Once Upon A Time 411: “Secret Garden”
Written by Carmen
Once Upon A Time focused this week’s flashback on the origin of how Robin Mills, our new queer fairy tale heroine, became “Robin Hood.” It’s a really sweet love story between a mother and her daughter, and forefronted how much of a tough chick Robin really is. The story picks up with high school aged Robin practicing spells out of the Mills family spell book. She’s been forcing her friends into a weak “coven” that practices after school for hours. The problem is that Robin is only a middling witch at best. She feels a lot of self-loathing for not living up to the Mills family tree. Her mother is the Wicked Witch for crying out loud! Her aunt is the Evil Queen! Her grandmother is the Queen of Hearts! Surely she must be able to do great things! Unfortunately, it’s just not working for her. She makes the saddest puppy faces!! I wanted to give her a hug and a cookie.

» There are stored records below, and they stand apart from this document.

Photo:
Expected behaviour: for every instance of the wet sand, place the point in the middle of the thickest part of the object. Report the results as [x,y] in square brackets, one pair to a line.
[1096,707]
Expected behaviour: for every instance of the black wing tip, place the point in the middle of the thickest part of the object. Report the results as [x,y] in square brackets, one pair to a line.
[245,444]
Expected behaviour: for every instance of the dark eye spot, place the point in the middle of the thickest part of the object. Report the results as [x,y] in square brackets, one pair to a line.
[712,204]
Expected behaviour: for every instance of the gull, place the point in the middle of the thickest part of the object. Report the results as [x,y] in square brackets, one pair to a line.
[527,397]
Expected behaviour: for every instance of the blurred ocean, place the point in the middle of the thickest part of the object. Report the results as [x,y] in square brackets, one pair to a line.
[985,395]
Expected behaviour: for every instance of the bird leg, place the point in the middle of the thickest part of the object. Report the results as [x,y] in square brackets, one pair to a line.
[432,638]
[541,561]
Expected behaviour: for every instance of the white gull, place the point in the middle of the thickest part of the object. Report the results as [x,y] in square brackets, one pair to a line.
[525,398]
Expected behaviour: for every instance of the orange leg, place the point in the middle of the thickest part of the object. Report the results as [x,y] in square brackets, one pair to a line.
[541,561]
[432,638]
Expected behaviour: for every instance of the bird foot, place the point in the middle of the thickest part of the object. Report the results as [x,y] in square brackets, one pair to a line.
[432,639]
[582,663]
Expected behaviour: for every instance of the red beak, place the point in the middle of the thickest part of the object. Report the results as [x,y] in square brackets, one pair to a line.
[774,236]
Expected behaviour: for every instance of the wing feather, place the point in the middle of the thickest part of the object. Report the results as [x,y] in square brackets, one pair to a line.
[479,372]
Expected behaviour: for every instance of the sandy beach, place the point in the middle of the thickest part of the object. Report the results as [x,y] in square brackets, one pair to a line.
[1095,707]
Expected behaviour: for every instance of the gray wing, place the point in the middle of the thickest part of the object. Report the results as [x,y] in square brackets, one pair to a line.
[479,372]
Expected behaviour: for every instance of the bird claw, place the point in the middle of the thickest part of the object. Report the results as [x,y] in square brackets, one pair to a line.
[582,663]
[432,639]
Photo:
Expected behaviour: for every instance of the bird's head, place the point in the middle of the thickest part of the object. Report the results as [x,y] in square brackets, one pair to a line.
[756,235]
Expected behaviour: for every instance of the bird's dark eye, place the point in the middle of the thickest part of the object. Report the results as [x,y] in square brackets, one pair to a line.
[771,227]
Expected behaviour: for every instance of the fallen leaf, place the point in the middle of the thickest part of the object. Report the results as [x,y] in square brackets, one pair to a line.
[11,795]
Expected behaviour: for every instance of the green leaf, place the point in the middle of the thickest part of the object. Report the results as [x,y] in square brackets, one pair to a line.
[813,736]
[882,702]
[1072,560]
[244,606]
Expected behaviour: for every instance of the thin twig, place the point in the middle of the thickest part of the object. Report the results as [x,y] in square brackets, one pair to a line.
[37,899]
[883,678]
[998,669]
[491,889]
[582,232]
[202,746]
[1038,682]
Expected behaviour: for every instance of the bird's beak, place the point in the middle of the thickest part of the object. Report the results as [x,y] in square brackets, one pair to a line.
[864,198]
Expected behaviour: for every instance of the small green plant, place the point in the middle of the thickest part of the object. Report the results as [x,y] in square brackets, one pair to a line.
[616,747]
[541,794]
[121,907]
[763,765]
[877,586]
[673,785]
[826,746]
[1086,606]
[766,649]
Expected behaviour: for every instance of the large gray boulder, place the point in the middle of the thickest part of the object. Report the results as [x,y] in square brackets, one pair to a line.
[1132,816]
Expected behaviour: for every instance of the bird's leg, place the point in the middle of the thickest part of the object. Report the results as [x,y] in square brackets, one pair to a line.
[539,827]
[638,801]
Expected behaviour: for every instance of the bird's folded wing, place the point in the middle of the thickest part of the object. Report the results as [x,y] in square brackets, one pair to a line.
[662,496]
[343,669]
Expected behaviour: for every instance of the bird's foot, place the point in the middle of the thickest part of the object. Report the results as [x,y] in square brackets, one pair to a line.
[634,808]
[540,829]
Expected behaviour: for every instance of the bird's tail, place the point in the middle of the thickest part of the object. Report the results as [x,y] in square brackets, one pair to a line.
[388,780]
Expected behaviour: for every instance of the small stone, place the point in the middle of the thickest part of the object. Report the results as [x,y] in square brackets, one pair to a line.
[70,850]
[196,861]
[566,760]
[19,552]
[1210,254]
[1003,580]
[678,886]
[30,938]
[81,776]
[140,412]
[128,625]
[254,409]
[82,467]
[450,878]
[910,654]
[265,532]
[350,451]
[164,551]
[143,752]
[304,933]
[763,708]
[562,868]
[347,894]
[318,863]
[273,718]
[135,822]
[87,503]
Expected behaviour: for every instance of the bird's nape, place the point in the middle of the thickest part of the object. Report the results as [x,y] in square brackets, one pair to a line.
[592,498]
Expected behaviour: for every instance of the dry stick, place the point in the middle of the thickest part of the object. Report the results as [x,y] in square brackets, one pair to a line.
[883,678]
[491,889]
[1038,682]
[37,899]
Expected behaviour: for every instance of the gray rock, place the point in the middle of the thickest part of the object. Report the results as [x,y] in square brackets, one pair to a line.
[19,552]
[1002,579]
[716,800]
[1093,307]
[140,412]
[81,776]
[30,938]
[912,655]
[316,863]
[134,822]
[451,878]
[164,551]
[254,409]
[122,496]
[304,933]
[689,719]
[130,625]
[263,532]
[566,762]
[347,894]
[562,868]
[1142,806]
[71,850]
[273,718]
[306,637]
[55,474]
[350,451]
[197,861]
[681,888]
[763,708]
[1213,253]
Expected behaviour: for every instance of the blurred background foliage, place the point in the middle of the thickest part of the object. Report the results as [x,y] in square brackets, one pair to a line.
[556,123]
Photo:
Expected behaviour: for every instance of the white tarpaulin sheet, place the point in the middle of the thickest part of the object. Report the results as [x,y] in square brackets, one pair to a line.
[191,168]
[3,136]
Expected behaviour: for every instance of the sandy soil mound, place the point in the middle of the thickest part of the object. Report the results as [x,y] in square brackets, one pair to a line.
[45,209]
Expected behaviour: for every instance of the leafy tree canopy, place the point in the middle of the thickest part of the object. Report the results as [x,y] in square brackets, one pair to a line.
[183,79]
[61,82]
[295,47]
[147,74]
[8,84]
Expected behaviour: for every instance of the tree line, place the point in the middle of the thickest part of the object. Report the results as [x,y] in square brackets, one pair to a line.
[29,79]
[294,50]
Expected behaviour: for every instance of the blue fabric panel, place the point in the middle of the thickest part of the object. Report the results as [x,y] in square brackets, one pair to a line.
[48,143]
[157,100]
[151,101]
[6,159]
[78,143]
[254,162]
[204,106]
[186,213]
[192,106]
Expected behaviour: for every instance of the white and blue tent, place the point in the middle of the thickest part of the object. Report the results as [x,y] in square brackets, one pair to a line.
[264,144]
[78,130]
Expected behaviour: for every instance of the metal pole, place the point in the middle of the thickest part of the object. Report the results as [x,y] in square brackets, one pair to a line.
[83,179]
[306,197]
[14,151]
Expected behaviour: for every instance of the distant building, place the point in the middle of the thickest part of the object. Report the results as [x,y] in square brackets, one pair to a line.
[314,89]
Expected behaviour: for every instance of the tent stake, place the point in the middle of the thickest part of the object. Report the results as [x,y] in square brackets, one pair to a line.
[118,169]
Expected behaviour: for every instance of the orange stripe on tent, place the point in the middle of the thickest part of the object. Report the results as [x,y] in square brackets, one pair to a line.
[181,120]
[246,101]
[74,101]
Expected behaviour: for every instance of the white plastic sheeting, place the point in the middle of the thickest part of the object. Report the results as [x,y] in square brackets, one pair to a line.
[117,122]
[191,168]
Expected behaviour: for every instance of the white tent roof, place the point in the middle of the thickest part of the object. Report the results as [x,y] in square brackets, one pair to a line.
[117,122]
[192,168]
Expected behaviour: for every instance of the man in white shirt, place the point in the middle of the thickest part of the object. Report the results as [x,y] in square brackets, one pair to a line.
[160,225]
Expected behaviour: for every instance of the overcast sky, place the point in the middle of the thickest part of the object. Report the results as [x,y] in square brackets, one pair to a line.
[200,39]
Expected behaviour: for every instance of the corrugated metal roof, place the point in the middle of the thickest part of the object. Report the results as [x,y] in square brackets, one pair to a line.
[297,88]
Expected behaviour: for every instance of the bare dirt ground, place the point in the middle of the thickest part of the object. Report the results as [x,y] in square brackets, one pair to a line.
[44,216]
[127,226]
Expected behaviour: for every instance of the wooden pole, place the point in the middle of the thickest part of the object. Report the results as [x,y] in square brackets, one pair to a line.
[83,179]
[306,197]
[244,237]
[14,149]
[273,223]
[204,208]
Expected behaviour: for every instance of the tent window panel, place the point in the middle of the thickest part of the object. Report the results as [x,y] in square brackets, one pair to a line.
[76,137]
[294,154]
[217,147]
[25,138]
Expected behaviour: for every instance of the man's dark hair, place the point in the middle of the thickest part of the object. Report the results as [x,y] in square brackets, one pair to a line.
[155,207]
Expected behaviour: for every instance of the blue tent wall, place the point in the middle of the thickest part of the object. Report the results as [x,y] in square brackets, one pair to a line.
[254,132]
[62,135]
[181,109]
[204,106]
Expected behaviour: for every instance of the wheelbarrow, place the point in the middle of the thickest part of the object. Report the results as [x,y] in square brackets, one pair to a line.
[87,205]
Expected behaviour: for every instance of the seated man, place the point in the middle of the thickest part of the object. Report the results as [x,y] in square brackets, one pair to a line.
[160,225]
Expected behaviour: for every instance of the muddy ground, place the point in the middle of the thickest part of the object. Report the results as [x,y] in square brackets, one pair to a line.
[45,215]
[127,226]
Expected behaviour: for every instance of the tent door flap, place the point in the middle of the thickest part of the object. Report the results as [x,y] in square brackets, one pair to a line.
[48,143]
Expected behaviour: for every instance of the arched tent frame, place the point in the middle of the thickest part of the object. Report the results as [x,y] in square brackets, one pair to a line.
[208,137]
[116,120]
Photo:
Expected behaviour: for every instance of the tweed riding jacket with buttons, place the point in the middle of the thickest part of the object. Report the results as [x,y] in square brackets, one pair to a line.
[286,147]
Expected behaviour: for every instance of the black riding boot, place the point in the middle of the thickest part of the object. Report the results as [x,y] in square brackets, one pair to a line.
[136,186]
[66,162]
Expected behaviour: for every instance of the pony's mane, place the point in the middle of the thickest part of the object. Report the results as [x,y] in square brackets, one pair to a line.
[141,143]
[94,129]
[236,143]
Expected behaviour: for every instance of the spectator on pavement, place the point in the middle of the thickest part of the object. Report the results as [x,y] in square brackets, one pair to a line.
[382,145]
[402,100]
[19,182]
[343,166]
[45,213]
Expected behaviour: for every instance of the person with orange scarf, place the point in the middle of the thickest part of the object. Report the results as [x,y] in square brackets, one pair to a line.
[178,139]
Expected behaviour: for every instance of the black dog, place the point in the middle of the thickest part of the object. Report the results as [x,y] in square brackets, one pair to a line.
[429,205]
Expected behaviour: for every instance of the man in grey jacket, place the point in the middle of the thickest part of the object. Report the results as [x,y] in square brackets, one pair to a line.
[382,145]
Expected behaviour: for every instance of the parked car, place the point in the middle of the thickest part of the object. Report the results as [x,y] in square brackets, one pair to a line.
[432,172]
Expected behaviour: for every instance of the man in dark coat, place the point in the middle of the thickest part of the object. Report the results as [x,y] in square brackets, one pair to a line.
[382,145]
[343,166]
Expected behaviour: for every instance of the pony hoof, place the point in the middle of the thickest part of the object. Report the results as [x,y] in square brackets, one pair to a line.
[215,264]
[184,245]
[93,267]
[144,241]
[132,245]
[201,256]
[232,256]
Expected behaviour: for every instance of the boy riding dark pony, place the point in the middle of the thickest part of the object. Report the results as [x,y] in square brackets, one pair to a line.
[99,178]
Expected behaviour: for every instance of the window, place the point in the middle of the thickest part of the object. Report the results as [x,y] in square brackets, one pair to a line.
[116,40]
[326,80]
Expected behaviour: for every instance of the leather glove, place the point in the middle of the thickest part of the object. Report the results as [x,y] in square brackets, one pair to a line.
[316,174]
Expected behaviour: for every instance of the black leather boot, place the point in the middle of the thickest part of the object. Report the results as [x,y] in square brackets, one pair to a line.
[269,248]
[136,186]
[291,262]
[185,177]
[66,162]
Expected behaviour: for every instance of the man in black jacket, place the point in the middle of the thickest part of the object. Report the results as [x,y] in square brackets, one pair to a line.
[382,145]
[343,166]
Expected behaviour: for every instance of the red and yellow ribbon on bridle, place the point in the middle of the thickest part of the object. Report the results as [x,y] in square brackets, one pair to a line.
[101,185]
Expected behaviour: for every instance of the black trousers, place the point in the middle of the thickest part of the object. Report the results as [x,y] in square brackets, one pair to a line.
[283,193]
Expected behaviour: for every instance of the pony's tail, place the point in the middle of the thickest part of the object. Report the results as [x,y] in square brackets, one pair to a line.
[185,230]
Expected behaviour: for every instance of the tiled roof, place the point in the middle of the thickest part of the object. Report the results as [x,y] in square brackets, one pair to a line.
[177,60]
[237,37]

Robin eventually figures out a conjuring spell, which summons Mother Gothel (the witch in Rapunzel’s fairy tale? I don’t remember her). Mother Gothel tries to kill Robin as a ceremonial sacrifice. Zelena shows up at the last moment, and offers up her life instead. Just as Zelena’s life force is being whisked out of her body — it’s relatively gruesome — an arrow shoots through the air! Robin has picked up her first bow! And her first strike was to protect her mother’s life! Mother Gothel is defeated, but not dead, and Robin gets to save the day. Later, she confesses to her mom that’s a struggle being the “Blue Ivy” to the Mills Women’s collective Beyoncé. Zelena reminds her that there’s nothing wrong with being Jay-z instead, which is a little clunky — but also one of the kindest things a mother from a family of badass femme witches could tell her teenage tomboy daughter, you know? Be your own kind of hero.
Written by Carmen
If you haven’t heard the news yet, I am sorry to be the one to tell you. On Thursday it was announced that Jessica Capshaw, our beloved human rainbow Arizona Robbins, has been let go from Grey’s Anatomy. Capshaw, along with Sarah Drew, my personal favorite G.I. Jane of a trauma surgeon, April Kepner, were both let go based on creative decisions for the future direction of the show. Season 14 will be their last. Collectively, the Autostraddle television team had a lot of feelings about this, and if you also have a lot of feelings please share them in the comments section! I’ll be in there with you! Heather and I are already planning a proper goodbye for Arizona at the end of the season, but until then I want to leave you with this statement from Capshaw:
— Jessica Capshaw (@JessicaCapshaw) March 8, 2018
Thank you for ten years and nine seasons, Jessica. You did good work out there in the world.